During the 60-day enforcement period of the non-compete clause, Bartiromo did manage to take a couple of rare vacations--a long weekend with her sister in Milan, shopping and catching La Traviata at La Scala, and hiking in Arizona with her husband, WisdomTree financial management CEO Jonathan Steinberg--but most of the time she simply endured, a workaholic soul in television purgatory. “In retrospect I should have gone to the Caribbean and put my feet up,” she told me, clearly not meaning it.

At FBN, where arguably the Bartiromo brand is bigger at the moment than the network’s, there’s a spring in her step and a smile on her face. “Everyone has been so unbelievably warm and welcoming,” she said, “and it doesn’t seem like it’s your typical cutthroat environment--which is what I had become so used to.”

Already she has booked a roster of high-powered guests that her former colleagues at CNBC would be happy to have on their air: among them Blackstone’s Schwarzman, New York Gov. Andrew Cuomo, Morgan Stanley CEO James Gorman, House Majority Leader Eric Cantor and Sex and The City star turned fashion and fragrance entrepreneur Sarah Jessica Parker, discussing her new line of shoes.

Bartiromo prides herself on not doing “gotcha interviews,” and her program is by definition business-friendly, which on Thursday was a courtesy extended even to convicted felon Joe Nacchio, the former chief of executive of Qwest Communications who recently was sprung from prison on an insider trading rap.

Over the course of three lengthy segments, Nacchio--who will be the subject of an hour-long special hosted by Bartiromo--spun out an amazing if unlikely tale of how the Feds railroaded him to jail after he refused to cooperate with a National Security Agency demand that he help the spy agency with something nefarious that he still couldn’t talk about because it remains classified.

“Look, I’m not vouching for him, I’m interviewing him, and this is what he says,” said Bartiromo, whose special will presumably provide more context concerning Nacchio, an occasional guest on her old CNBC show. “I understand what you’re saying. He went to jail. He’s an ex-con. He must have done something wrong.”
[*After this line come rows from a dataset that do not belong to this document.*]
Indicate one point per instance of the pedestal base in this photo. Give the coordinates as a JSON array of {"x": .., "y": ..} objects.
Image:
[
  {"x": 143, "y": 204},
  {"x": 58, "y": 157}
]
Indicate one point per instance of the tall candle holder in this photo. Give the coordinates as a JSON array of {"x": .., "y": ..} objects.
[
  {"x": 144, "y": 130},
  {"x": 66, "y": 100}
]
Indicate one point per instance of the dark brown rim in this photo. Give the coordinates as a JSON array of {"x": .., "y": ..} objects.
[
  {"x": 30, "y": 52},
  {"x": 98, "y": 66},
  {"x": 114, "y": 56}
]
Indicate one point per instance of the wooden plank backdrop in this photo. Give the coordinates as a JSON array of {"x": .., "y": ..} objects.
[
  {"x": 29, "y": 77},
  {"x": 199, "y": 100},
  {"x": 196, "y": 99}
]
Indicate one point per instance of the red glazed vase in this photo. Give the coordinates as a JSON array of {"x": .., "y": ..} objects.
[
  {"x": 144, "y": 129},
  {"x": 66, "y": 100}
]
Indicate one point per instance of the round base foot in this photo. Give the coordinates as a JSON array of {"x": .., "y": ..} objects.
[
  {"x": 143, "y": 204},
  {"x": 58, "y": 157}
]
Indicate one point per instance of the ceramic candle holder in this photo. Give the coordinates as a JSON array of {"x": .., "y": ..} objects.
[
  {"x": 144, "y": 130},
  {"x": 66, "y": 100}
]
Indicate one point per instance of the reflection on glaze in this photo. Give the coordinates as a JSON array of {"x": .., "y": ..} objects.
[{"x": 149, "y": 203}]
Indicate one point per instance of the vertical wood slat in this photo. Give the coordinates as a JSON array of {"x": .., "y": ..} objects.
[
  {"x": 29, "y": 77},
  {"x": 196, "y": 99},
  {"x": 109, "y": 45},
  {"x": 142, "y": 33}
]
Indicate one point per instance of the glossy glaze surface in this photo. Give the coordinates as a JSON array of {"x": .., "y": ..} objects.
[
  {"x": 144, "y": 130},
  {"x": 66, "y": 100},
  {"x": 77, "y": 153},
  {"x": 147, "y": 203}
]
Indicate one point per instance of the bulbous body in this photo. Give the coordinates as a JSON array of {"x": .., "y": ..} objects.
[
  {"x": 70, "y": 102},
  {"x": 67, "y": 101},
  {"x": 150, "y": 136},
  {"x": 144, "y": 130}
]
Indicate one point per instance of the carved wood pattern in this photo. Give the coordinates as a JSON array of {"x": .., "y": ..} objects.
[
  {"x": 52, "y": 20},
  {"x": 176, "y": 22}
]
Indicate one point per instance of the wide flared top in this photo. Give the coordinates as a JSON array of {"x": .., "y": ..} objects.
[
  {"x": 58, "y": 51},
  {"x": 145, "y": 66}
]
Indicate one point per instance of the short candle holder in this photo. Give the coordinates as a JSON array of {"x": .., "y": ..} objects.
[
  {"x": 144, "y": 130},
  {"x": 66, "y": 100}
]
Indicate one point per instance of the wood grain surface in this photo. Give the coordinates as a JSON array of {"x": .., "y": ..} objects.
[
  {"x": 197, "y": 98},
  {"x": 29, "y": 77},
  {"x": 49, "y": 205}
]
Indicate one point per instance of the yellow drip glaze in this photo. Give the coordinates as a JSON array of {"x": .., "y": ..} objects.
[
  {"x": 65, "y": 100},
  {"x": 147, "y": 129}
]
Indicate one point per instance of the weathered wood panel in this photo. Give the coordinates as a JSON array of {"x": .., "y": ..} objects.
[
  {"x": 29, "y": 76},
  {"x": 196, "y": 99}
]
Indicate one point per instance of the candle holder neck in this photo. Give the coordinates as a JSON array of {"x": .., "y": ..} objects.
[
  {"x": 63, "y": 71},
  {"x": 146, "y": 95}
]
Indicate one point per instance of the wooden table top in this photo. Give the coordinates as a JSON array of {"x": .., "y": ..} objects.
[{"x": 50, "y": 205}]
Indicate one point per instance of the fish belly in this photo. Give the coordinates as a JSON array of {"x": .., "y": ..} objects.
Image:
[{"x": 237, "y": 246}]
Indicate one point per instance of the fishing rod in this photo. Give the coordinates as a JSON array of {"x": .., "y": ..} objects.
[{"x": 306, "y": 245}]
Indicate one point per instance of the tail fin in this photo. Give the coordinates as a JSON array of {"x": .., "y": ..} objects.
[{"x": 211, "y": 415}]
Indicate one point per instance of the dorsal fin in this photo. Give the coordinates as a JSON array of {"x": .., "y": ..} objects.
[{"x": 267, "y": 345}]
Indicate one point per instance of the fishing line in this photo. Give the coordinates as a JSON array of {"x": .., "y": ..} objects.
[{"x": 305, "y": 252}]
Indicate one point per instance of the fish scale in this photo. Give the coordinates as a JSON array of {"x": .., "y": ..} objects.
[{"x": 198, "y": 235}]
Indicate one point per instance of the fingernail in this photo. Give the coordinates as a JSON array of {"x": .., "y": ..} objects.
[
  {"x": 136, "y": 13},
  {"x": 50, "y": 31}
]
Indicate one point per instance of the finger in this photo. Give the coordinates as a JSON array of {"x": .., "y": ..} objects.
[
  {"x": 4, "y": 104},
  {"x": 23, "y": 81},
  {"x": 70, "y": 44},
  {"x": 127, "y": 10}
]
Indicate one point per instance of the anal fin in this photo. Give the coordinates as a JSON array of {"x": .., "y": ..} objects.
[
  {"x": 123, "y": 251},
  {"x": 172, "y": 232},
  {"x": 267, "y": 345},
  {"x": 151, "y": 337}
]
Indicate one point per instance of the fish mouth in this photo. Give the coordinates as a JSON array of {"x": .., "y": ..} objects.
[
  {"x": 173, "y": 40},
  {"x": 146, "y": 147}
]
Bartiromo said her Sunday show, which will air at 10 a.m. Eastern Time, will be different from such staples as Meet the Press and Face the Nation in that it will focus on business and the economy, and feature guests who actually “get their hands dirty” running businesses, representing workers, or meeting a payroll.
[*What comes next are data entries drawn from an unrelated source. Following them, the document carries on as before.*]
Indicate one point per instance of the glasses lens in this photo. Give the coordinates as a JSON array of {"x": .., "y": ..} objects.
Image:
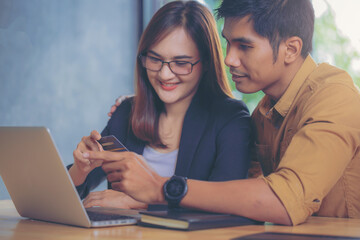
[{"x": 151, "y": 63}]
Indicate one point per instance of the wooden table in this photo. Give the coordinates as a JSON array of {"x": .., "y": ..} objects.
[{"x": 14, "y": 227}]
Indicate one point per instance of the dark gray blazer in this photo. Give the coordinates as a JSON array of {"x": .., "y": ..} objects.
[{"x": 214, "y": 144}]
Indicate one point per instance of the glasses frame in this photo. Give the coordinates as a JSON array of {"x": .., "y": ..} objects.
[{"x": 141, "y": 57}]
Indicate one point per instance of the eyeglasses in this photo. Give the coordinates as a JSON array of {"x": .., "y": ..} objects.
[{"x": 177, "y": 67}]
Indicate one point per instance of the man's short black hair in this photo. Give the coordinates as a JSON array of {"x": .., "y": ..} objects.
[{"x": 275, "y": 20}]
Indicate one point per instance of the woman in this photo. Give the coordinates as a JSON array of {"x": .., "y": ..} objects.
[{"x": 182, "y": 119}]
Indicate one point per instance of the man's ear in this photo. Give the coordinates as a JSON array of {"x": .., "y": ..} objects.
[{"x": 293, "y": 49}]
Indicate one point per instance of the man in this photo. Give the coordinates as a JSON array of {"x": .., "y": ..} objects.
[{"x": 307, "y": 126}]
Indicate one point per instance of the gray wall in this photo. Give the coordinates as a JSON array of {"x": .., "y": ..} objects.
[{"x": 63, "y": 63}]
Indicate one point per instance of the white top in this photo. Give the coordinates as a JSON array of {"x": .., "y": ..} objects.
[{"x": 163, "y": 163}]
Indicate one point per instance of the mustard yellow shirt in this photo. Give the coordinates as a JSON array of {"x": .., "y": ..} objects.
[{"x": 308, "y": 143}]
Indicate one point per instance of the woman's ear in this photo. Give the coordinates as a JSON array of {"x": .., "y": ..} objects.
[{"x": 293, "y": 49}]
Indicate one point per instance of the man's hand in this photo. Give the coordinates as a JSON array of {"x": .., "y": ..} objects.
[
  {"x": 129, "y": 173},
  {"x": 111, "y": 198}
]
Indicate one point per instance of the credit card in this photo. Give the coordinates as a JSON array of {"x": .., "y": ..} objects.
[{"x": 112, "y": 144}]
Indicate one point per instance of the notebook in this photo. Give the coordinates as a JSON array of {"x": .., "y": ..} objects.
[
  {"x": 188, "y": 219},
  {"x": 40, "y": 185}
]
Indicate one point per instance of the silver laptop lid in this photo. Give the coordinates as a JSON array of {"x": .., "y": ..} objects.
[{"x": 36, "y": 178}]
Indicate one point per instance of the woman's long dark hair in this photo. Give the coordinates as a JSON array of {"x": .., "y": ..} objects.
[{"x": 200, "y": 24}]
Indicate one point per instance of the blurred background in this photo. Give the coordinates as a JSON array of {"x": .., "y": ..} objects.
[{"x": 63, "y": 63}]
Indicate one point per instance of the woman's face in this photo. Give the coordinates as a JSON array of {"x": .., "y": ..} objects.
[{"x": 171, "y": 87}]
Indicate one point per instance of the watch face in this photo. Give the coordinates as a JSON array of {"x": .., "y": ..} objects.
[{"x": 175, "y": 188}]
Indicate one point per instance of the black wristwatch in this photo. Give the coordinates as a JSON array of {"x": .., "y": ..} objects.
[{"x": 175, "y": 190}]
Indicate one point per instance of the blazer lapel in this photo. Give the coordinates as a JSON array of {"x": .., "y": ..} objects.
[{"x": 193, "y": 128}]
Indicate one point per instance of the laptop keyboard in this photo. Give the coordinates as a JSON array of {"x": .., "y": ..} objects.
[{"x": 98, "y": 216}]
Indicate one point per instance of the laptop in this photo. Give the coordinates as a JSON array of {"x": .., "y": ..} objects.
[{"x": 40, "y": 185}]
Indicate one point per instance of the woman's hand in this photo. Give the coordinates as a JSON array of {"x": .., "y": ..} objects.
[
  {"x": 112, "y": 198},
  {"x": 82, "y": 166},
  {"x": 129, "y": 173}
]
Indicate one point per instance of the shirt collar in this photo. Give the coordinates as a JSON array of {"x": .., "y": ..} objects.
[{"x": 283, "y": 105}]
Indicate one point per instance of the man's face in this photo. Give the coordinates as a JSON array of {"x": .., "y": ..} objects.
[{"x": 250, "y": 59}]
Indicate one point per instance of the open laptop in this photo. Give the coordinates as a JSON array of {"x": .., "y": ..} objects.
[{"x": 40, "y": 185}]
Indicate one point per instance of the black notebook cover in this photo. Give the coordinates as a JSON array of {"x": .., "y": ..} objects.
[{"x": 185, "y": 219}]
“I feel like you turn on all the political shows and it’s all the politicos talking their talking points, and very rarely do you get anybody connecting the dots,” she said. “I’m hopefully going to be able to give business a voice in the conversation on Sundays. So rather than hearing from a politico who says tax reform should look like this, immigration reform looks like that, I would rather have a CEO say, ‘Look, I have all these billions overseas, and I’m not gonna bring the money back because here’s what I need tax reform to look like.’ Or, ‘Look, I have all this money that I would like to create jobs with, but I’m not gonna do that because I can’t find the skill sets required.’…So my goal is to really get people with a stake in the ground on the air.”

Bartiromo was initially reluctant to reveal who this Sunday’s guests are---“because as soon as I tell you, the competition is going to come and try to outwit me”--but she ultimately relented and mentioned two of them: Larry Summers, President Obama’s former economic guru and a Clinton-era Treasury Secretary, and Dr. Toby Cosgrove, president of the Cleveland Clinic, discussing the impact of Obamacare as the enrollment deadline nears.

The business establishment, obviously, contains few fans of the president. “There is a perception that he doesn’t listen to them,” Bartiromo said. “He calls everybody to the White House, they do their meetings, they do their photo op, and then no one follows up.”

Bartiromo carefully measures her words. President Obama, of course, would be a great get.